Peace Begins At Home

Creating Zones of Peace
within homes, schools, and ourselves

One of the articles in Creating A Future We Can Live With (IC#40)
Originally published in Spring 1995 on page 9
Copyright (c)1995, 1997 by Context Institute

Young people the world over witness terrifying incidents of violence. Recently some youth and those who work with them have begun developing an antidote to this growing epidemic by creating Zones of Peace, model sanctuaries within their homes, schools, places of worship and within themselves.

The youth – Indian, Tibetan, and American – come from vastly different cultures. Yet they have all been inspired by the vision of peace put forth by Ivanka Vana Jakic and the Seattle-based Zones of Peace International Foundation (ZOPIF).

"Real peace has a sacred character," says Vana. "When people desperately yearn for peace, their way of thinking begins to change. Only then does peace begin to re-enter their lives."

Finding Sanctuary

The Zones of Peace effort began in 1989 as an initiative to recognize and protect the world’s sacred sites and cultural monuments from militarization and desecration. (see IC #34). Since then, the Zones of Peace concept has grown to address the needs of diverse communities.

In India, for instance, the faculty of the Tibetan Children’s Village in Dharamsala declared their village temple as a Zone of Peace; they plan to expand the Zone to encompass the entire school and eventually surrounding villages.

Similarly, instructors and trainees at the Manava Bharati Nursery Teacher’s Training Institute in New Delhi have declared their assembly hall as a ‘room of peace’ in affirmation of India’s cultural heritage of nonviolence.

Creating Peace

Those who want to create a zone of peace select the site(s) and define a code of conduct in accordance with ZOPIF’s general principles and requirements. The code typically prohibits all forms of violence, abusive language, and inconsiderate conduct within the zone. Through training in non-violent conflict resolution, members then assume responsibility for maintaining the code.

The idea has also taken root in North America, where violence and emotional abuse are undermining young people’s lives. In Auburn, just outside Seattle, the First United Methodist Youth Fellowship’s director, Susan Voorhies, invited Vana to introduce the Zones of Peace concept to fellowship members.
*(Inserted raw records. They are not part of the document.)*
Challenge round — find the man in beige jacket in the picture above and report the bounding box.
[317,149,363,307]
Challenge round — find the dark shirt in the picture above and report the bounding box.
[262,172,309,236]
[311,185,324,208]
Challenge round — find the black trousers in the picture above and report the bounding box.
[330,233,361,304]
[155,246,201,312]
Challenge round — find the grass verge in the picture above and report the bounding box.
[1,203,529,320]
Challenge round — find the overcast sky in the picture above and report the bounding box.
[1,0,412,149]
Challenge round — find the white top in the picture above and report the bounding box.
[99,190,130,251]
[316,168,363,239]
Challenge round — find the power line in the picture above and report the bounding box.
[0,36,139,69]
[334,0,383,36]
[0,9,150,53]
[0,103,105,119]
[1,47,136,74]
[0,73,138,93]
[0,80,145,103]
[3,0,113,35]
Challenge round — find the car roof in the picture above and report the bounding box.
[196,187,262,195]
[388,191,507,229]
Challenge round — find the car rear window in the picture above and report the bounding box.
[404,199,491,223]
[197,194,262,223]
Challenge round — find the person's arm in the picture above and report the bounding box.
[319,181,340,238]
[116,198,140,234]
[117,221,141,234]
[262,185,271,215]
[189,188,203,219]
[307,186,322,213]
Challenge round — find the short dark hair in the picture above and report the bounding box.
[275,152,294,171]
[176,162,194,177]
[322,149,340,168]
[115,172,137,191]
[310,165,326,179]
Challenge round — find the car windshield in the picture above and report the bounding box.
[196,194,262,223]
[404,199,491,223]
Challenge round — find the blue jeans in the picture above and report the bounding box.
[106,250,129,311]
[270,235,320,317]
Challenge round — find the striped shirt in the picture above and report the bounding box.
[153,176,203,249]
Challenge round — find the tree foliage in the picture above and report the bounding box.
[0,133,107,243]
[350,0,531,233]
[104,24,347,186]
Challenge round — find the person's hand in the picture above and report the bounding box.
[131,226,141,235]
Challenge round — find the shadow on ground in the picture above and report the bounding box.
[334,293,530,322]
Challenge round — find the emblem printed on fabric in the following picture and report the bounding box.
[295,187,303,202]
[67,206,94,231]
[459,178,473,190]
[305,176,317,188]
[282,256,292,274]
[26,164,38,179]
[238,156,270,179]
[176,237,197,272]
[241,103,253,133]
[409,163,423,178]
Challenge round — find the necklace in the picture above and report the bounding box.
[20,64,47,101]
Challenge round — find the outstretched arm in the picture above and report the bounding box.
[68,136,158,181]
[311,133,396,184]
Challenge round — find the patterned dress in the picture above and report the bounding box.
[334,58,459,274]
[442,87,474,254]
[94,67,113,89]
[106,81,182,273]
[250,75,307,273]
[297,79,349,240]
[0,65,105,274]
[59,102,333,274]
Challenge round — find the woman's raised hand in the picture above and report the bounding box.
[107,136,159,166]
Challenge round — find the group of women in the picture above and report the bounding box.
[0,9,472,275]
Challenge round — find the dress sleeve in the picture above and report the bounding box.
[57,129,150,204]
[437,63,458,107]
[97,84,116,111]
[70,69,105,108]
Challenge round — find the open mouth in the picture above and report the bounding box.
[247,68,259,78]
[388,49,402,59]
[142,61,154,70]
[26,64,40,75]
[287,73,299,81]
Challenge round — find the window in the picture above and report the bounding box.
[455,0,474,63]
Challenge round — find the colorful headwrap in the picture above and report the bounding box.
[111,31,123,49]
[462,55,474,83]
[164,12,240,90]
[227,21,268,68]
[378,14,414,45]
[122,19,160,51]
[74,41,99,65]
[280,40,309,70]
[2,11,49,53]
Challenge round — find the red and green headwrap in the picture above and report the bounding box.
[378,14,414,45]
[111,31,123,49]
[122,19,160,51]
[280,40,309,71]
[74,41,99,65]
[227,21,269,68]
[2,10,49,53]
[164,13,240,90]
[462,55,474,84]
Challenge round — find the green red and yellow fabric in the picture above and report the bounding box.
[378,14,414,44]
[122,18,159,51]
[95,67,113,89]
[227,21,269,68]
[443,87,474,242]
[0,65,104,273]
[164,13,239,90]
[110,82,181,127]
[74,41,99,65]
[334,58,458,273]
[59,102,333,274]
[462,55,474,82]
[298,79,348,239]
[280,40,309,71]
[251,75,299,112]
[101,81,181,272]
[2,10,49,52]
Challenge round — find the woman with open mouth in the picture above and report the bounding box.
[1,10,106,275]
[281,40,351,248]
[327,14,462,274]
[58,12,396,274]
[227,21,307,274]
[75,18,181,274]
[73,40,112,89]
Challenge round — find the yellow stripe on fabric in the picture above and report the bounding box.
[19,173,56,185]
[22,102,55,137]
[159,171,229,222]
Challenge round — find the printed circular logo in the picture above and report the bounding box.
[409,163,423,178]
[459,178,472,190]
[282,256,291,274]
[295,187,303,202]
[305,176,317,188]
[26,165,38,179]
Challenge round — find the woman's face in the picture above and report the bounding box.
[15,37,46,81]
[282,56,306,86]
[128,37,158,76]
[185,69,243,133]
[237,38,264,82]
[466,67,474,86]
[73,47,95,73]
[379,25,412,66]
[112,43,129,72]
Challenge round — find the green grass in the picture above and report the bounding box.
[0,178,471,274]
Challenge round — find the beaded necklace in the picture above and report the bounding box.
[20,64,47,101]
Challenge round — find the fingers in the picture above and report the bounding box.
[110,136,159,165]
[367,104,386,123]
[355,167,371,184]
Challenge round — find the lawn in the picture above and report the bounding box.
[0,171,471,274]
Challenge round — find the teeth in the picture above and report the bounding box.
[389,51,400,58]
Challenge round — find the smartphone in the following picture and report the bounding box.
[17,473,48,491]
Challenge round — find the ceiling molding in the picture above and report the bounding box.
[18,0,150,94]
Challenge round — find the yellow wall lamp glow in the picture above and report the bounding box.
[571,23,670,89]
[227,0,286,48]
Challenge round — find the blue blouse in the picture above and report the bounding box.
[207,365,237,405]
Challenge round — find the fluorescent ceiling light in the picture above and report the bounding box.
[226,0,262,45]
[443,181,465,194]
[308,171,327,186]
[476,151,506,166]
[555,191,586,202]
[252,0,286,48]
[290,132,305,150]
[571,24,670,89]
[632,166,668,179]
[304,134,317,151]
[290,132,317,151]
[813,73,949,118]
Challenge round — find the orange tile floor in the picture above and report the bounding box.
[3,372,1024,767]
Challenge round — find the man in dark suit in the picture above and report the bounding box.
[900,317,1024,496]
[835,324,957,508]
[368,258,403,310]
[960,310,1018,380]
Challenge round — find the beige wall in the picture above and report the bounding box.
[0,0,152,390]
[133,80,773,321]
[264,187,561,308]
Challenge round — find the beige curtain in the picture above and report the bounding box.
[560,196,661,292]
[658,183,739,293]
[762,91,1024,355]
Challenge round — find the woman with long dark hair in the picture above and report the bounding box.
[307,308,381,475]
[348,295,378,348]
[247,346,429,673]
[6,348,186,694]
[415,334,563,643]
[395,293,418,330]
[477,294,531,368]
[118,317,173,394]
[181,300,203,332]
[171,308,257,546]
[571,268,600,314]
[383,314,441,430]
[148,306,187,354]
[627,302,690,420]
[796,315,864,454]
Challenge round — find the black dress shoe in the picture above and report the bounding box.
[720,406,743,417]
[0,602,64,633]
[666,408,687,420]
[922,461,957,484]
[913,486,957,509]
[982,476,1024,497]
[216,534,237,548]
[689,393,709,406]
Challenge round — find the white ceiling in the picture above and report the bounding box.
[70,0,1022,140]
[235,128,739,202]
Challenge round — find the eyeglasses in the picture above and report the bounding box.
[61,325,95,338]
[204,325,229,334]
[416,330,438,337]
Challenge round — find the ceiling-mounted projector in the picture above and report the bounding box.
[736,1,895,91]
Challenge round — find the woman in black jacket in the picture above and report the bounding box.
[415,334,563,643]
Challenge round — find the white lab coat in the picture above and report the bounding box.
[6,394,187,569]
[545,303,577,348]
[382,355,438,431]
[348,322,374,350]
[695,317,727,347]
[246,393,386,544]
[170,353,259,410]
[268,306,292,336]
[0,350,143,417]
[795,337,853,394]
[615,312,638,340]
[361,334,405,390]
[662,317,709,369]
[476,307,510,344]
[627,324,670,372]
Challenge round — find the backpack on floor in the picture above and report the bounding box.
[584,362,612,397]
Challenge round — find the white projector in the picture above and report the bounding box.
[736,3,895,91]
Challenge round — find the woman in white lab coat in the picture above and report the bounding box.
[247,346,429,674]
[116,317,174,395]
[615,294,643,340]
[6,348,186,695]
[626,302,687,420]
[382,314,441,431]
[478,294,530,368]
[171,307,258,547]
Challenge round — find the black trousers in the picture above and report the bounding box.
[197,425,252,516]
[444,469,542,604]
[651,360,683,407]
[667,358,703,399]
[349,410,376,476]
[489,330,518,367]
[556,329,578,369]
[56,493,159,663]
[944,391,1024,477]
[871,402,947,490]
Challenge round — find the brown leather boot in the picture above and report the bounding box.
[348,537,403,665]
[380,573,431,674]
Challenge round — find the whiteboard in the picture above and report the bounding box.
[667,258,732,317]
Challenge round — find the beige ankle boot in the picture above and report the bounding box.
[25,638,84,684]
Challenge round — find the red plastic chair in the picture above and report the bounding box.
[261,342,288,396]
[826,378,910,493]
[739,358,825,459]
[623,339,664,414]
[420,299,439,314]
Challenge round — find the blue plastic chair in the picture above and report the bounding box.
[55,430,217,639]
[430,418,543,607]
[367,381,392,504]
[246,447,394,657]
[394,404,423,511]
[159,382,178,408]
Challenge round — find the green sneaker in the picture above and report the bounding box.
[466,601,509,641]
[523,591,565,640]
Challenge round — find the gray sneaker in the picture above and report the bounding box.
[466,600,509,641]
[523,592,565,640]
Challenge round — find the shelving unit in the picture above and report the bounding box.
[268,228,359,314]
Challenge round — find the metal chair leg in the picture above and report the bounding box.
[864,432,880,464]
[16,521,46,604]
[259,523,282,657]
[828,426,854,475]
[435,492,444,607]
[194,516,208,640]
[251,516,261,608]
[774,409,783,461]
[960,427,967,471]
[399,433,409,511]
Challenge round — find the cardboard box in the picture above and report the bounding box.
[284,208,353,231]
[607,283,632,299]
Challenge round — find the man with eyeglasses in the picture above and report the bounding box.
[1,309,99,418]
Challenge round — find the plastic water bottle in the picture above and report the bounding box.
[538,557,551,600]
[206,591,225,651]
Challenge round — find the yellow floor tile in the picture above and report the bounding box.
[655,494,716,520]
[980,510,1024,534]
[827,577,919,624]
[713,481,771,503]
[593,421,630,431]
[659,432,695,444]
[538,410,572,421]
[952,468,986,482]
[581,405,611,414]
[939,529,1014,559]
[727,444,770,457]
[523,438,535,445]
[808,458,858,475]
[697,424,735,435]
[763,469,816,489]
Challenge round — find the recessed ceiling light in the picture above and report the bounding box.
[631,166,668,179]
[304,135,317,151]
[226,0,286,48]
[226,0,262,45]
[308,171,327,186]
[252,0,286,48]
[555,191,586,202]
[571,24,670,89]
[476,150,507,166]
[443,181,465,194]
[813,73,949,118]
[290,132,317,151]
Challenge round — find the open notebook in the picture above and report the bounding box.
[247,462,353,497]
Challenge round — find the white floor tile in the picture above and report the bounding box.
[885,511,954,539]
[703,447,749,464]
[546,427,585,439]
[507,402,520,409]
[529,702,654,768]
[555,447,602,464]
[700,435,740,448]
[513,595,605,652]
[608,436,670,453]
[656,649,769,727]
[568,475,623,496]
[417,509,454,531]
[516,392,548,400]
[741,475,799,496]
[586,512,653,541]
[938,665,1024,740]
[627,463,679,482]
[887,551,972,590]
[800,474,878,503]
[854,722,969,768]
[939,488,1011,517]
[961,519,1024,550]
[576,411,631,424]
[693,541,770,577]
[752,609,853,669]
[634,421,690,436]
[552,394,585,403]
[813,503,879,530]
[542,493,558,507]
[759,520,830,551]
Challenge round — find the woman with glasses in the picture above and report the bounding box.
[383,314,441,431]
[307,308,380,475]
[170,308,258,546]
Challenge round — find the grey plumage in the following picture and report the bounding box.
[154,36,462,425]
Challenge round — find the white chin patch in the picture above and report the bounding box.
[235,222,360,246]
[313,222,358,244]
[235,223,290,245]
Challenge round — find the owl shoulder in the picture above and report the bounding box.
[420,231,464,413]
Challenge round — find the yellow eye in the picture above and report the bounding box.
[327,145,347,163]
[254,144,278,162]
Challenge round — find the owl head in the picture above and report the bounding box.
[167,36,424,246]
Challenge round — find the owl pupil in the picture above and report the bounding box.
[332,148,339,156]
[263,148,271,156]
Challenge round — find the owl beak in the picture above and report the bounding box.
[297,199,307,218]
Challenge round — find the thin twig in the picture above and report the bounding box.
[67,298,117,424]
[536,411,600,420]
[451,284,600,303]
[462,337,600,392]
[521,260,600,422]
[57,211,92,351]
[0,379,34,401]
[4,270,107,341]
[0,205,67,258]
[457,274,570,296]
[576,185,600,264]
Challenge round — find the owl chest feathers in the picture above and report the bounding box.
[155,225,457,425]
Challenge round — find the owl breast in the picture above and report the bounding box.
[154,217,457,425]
"The opportunity to find peace within themselves and to declare a room or a part of their home as a Zone of Peace was very appealing to them," says Voorhies. "It was the starting point to finding peace within their homes."

Huggable Kids

"At the beginning we were sarcastic and put each other down," says Kanndi House, age 18. "Now we are a lot more friendly."

"We are building peace inside of us, spreading it out, and sharing it with everyone else outside of the church and our families," says Julie Smith, a tenth grader. "Now others ask us why we are so huggable and caring."

Native Americans, too, are actively exploring ways of using Zones of Peace to preserve their community’s peace, dignity, and integrity. The American Indian Heritage Public School in Seattle is already a drug-free zone with an established nonviolent conflict resolution curriculum, says Director Bob Eaglestaff. The school is also exploring Zone of Peace status.

"We can all benefit from embracing the concept of peace," says Sue Voorhies, "beginning on an individual level and then rippling out to others until the whole surface of our planet will be blanketed in peace."